Table of Contents

Populate Diff Tree

This algorithm is the powerhouse of project proof, and is one of the most complicated and hairy things I've ever worked on.

The purpose of this algorithm is to add information to a tree about what will change in another tree. This includes information about creation and deletion of nodes, as well as movement.

We are given two trees - an original tree and a modified tree. The original tree will have the new information added. In the image below, the left tree is original, and the right tree is modified.

Note that both trees are linked. This means that we have decided that these two nodes are the same. The algorithm for doing this is pretty simple, but for now, you can imagine that two linked nodes are linked if they contain the same data.

(Note that I haven't drawn the links between the trees, so as to prevent clutter. Instead, nodes with the same letter are considered to be linked.)

Creation and Deletion - Level One

We proceed level by level, then parent by parent, from the top of the tree.

In this very simple example tree (no moving up or down levels!) we can ignore parent and root nodes, to make it a bit easier to tell what's going on. You might notice that there are links between nodes. This is because the children of a particular node are stored as a doubly linked list in memory, for reasons that will become relevant later.

Scanning for misalignments

The first thing we do is scan for misalignments. A misalignment is when the order of matched nodes differs. For instance, suppose that in our original tree we had “A→x→B→y→C”, and in our modified tree we had “A→w→k→B→s→C”. In this instance, the order of matched nodes is “ABC” in both trees, so there is no misalignment. However, if the modified tree had “A→w→k→C→s→B”, in the original we would have “ABC” and in the modified we'd have “ACB”, so there would be a misalignment.

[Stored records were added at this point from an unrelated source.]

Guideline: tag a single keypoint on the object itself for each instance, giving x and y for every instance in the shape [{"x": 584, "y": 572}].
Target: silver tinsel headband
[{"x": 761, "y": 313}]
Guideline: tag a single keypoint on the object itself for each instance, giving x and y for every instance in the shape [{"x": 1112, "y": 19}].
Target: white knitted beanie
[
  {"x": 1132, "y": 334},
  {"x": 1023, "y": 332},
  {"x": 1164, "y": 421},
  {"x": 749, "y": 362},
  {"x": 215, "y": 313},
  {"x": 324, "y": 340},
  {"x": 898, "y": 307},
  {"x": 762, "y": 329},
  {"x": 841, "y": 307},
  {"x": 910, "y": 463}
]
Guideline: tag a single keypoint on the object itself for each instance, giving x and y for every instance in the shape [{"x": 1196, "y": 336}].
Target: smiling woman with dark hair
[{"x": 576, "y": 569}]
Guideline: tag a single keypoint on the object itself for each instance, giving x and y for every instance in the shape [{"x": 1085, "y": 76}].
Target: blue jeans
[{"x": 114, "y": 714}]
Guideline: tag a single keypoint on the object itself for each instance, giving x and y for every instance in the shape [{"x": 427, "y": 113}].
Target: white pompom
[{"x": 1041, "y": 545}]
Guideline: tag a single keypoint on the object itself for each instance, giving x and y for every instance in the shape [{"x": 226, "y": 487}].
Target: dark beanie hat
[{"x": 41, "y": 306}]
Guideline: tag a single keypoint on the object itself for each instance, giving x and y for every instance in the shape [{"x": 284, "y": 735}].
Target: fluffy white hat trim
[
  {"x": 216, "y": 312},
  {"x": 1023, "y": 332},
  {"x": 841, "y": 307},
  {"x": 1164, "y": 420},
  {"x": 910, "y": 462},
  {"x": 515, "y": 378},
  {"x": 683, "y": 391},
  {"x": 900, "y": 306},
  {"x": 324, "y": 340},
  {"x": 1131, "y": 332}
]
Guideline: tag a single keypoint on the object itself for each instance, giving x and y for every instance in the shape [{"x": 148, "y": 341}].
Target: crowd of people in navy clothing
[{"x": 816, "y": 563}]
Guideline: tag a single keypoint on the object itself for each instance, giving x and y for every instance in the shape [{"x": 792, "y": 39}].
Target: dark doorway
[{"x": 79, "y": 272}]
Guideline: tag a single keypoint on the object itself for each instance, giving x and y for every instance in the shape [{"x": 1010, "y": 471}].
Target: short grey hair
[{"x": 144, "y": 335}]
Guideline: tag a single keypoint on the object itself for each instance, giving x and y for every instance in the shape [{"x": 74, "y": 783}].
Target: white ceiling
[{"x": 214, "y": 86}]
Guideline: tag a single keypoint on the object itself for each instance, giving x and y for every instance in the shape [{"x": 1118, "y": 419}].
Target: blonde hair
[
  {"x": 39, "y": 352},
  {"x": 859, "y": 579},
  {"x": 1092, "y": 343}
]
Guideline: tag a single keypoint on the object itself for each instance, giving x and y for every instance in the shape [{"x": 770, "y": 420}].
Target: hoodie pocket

Checking for a misalignment is easy. We start with a matched node in the original tree.

Then, we scan forward to the next matched node.

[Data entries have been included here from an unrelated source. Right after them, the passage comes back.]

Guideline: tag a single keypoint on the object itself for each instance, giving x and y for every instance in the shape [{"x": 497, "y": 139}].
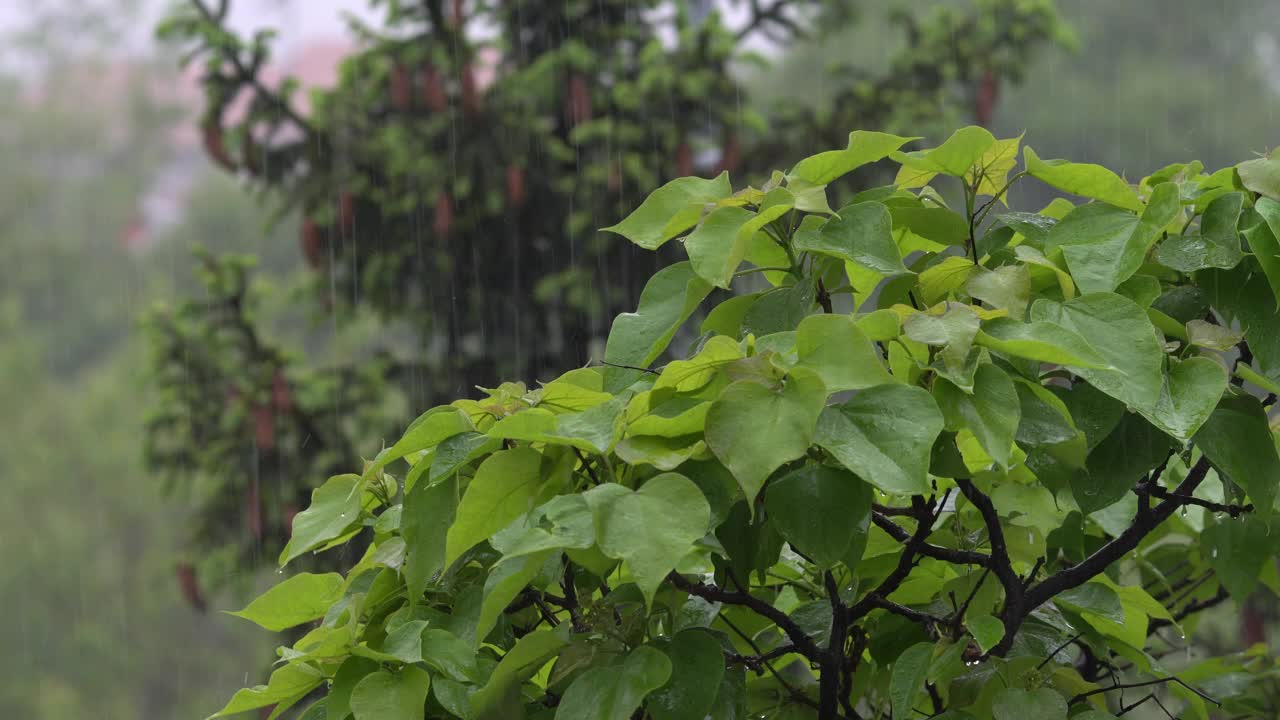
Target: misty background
[{"x": 105, "y": 188}]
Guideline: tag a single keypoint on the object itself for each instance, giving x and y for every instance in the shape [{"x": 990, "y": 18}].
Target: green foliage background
[{"x": 72, "y": 370}]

We repeat the process for the match of the starting node in the modified tree

Finally, we check if these two nodes match. They do, so there is no mismatch here.

We do this for each pair of matched nodes. On this level, there are no mismatched nodes, but there will be in the next level, under node F.

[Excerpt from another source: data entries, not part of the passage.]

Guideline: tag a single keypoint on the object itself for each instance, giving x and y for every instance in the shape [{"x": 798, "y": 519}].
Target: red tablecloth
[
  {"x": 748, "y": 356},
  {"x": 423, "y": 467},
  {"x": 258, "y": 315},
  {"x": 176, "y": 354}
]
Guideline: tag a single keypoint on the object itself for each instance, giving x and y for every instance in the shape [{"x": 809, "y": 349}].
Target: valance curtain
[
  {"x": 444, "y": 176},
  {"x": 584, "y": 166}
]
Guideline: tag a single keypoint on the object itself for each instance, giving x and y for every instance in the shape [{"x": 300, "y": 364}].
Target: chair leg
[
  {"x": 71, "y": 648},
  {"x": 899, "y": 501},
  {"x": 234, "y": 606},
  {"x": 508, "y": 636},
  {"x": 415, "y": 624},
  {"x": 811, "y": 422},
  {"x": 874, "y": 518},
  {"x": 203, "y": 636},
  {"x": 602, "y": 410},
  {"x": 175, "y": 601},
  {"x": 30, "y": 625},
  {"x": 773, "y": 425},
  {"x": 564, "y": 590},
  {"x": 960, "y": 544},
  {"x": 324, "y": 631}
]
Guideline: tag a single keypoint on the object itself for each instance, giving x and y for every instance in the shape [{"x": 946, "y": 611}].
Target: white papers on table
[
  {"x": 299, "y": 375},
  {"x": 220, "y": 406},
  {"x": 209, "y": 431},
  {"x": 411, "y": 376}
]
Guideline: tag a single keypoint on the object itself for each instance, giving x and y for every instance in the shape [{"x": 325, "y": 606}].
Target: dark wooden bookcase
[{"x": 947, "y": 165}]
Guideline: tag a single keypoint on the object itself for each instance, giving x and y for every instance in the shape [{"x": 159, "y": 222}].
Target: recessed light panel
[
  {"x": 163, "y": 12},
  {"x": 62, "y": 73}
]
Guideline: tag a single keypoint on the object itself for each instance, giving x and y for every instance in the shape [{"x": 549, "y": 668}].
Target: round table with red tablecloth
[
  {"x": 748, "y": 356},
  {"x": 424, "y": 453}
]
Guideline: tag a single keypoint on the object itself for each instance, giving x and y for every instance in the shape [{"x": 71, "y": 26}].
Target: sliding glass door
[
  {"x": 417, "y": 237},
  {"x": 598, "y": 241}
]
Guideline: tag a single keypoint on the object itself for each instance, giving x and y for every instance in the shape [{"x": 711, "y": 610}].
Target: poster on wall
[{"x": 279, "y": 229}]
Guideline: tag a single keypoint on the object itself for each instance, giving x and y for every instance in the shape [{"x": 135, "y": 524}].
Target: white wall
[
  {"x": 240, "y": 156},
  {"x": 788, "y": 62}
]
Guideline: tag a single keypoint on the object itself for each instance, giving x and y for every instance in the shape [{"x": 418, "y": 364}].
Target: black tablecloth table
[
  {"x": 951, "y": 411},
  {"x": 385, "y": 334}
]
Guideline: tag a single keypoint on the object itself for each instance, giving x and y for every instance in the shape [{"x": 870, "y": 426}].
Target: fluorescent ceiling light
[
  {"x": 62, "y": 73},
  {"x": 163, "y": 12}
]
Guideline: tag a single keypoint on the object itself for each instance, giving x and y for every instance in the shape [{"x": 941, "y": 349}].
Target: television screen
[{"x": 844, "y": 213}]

Scanning for, and handling, creation

Next, we check if we need to add new nodes. We start in the modified tree, scanning for any nodes that are unmatched.

B2 matches with B1, so we are fine.

C2 does not have a match!

So, we create a new node, C1. But where to put it? Since this is a doubly linked list, we need a node before and a node after. This is pretty simple. We begin by scanning backwards from C2 to the previous matched node.

We move to the node that matches this node, B1. This will be the previous node, before C1.

To find the node that comes after, we just scan forward to the next node, which is D1.

With that, we have all the information we need to add the new node to the original.

There are no more unmatched nodes in the modified tree.

Scanning for, and handling, deletion

Handling deletions is really simple.

We start at the first node in the original tree, and scan for unmatched nodes.

When we find one, we mark it as deleted.

That's literally it - we don't need to actually delete any nodes, we just need a node telling us that we deleted a node.